"It looked like he was going to give me a real neat show with a swoop. As he started to come down yellow pieces just flew everywhere, he just exploded and then crashed down”. Another eyewitness said she saw the plane do a couple of loops just before its left wing blew apart.
Part of the problem associated with quality control is you’re hand crafting a “one-off”. No benefit of lessons learned in the production of dozens, sometimes hundreds with standard procedures along the way. Therefore, a pilot must fly between 25-40 hours of test flights in non-populated areas after passing the initial FAA airworthiness inspection. It would take a very brave person to fly even once in this.
Although I’ve always subscribed to the idea that sustained effort produces results, spending ten years on a flying project is like a very long time. Yet recently, my attention was grabbed while son #3 perused one of my EAA magazines and pointed to a two passenger kit plane. “Dad, we should build one of these”, he said. Within moments, thoughts wandered to selling the current homestead, moving to the country and setting up a pole barn workshop by the house with a grass strip in back.
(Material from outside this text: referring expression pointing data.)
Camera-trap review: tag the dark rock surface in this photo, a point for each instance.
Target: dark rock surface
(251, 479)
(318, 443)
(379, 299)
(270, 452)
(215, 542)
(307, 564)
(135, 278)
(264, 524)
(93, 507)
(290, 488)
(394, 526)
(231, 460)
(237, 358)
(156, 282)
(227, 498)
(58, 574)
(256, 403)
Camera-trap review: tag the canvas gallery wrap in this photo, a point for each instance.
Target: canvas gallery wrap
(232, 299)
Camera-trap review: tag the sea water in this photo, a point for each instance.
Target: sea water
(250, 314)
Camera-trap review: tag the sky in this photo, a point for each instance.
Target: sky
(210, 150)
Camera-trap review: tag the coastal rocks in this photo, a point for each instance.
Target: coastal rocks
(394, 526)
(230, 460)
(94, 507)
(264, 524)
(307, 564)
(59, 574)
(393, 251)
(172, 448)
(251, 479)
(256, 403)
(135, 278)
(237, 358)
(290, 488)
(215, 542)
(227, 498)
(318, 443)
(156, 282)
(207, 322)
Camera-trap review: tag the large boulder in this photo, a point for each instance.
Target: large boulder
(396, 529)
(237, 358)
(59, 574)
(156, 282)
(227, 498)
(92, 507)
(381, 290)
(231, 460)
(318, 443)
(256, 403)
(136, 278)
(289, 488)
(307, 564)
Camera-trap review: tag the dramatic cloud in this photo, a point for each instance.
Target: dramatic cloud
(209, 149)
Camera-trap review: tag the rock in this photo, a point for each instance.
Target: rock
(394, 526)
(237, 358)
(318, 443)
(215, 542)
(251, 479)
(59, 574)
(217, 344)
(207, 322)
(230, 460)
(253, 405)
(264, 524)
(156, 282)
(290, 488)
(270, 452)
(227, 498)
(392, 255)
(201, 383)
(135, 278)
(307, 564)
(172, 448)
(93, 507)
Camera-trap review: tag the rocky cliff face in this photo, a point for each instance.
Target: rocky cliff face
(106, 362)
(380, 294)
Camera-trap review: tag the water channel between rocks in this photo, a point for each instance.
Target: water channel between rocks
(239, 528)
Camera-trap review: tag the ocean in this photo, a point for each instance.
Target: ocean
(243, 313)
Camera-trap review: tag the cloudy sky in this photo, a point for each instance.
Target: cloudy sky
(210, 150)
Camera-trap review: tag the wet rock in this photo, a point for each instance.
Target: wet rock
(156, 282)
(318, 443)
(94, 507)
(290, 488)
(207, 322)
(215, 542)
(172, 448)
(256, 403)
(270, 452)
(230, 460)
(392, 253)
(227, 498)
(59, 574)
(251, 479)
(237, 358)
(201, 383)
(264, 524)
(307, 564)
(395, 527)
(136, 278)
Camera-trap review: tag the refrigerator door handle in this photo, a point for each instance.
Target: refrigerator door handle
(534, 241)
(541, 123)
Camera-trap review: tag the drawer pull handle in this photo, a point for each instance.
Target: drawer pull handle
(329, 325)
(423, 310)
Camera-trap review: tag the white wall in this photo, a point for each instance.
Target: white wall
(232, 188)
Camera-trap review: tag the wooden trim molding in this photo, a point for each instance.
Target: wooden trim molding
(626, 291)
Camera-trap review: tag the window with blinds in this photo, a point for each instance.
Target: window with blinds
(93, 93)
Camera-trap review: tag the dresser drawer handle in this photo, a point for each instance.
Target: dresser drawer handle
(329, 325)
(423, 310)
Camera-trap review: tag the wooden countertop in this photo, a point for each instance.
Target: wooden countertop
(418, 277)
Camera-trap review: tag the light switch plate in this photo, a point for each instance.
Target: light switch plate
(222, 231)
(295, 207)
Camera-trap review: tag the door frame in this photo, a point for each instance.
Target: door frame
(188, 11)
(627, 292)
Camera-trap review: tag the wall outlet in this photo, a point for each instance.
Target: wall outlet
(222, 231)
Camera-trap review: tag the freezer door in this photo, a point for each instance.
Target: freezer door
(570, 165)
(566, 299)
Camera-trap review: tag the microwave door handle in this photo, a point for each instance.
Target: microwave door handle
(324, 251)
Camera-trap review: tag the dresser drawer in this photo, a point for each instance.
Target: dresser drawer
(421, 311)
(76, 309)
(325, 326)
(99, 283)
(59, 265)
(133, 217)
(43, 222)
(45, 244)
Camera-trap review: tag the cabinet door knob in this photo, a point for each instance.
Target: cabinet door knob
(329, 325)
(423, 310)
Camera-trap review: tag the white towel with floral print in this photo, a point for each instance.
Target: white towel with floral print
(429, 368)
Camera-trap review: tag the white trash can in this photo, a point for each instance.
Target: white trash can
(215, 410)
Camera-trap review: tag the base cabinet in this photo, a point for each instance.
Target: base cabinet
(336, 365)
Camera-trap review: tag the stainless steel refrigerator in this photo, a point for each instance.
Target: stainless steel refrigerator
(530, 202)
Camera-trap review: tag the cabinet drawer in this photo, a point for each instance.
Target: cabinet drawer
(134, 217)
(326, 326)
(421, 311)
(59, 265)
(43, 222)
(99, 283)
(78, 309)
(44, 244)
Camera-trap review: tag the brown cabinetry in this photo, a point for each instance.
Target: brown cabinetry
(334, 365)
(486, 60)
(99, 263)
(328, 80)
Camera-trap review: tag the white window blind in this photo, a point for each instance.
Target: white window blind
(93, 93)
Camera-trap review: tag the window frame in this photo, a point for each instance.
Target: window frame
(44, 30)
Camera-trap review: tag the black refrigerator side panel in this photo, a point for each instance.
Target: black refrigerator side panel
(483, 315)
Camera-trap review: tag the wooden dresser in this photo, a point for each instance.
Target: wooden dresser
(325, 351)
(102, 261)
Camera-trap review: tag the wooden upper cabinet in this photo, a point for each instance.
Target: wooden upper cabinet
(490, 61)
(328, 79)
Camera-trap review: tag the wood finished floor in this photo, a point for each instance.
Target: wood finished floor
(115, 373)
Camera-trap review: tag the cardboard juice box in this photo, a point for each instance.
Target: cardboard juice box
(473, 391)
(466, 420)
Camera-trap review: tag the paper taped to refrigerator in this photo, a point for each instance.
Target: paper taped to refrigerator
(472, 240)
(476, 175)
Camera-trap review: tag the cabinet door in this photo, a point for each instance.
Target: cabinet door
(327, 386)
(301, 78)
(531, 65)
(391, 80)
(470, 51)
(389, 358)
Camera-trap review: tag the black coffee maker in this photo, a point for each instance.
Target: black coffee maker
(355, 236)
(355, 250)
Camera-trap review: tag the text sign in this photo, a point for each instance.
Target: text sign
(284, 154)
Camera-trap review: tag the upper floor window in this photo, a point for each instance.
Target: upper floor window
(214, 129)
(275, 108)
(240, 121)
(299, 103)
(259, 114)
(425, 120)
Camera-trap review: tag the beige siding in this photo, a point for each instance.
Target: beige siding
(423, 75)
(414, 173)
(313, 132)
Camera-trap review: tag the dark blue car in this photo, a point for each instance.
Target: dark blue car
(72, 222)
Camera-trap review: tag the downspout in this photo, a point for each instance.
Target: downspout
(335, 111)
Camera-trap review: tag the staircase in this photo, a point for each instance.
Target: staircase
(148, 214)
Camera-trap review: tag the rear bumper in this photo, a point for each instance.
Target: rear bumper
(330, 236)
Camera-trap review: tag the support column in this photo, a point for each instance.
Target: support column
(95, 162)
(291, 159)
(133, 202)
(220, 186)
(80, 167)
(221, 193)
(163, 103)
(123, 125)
Some, like my wife's cousin, did exactly that - rebuilding sixteen vintage planes.
There are some who seek to recreate the terrific warbirds of years gone by , albeit replicas in smaller scale. Fellow flier Tom recently discovered there’s an effort to make a mini-mini B-17.
So what do you do when you’ve already built a Kitfox and a Georgia Special and your buddies (with the help of a few adult beverages) prod you to build “one last” experimental? If you are Jack Bally of Dixon, Illinois, you build a 1/3 scale B-17 Flying Fortress replica.
Ideas hatched with the help of “adult beverages” sometimes sound a little less viable the morning after. Still, Mr. Bally has made progress. There’s mini home built Mustangs, Warhawks, and Spitfires. So why not a B-17 the size of a two seat Cessna?
Because it's very much like the Shriners zooming around in their miniature cars in parades. It looks just a little strange when it's scaled back to extra small. I hope he succeeds. With ten years invested, it deserves to be in the air, not just on the ground.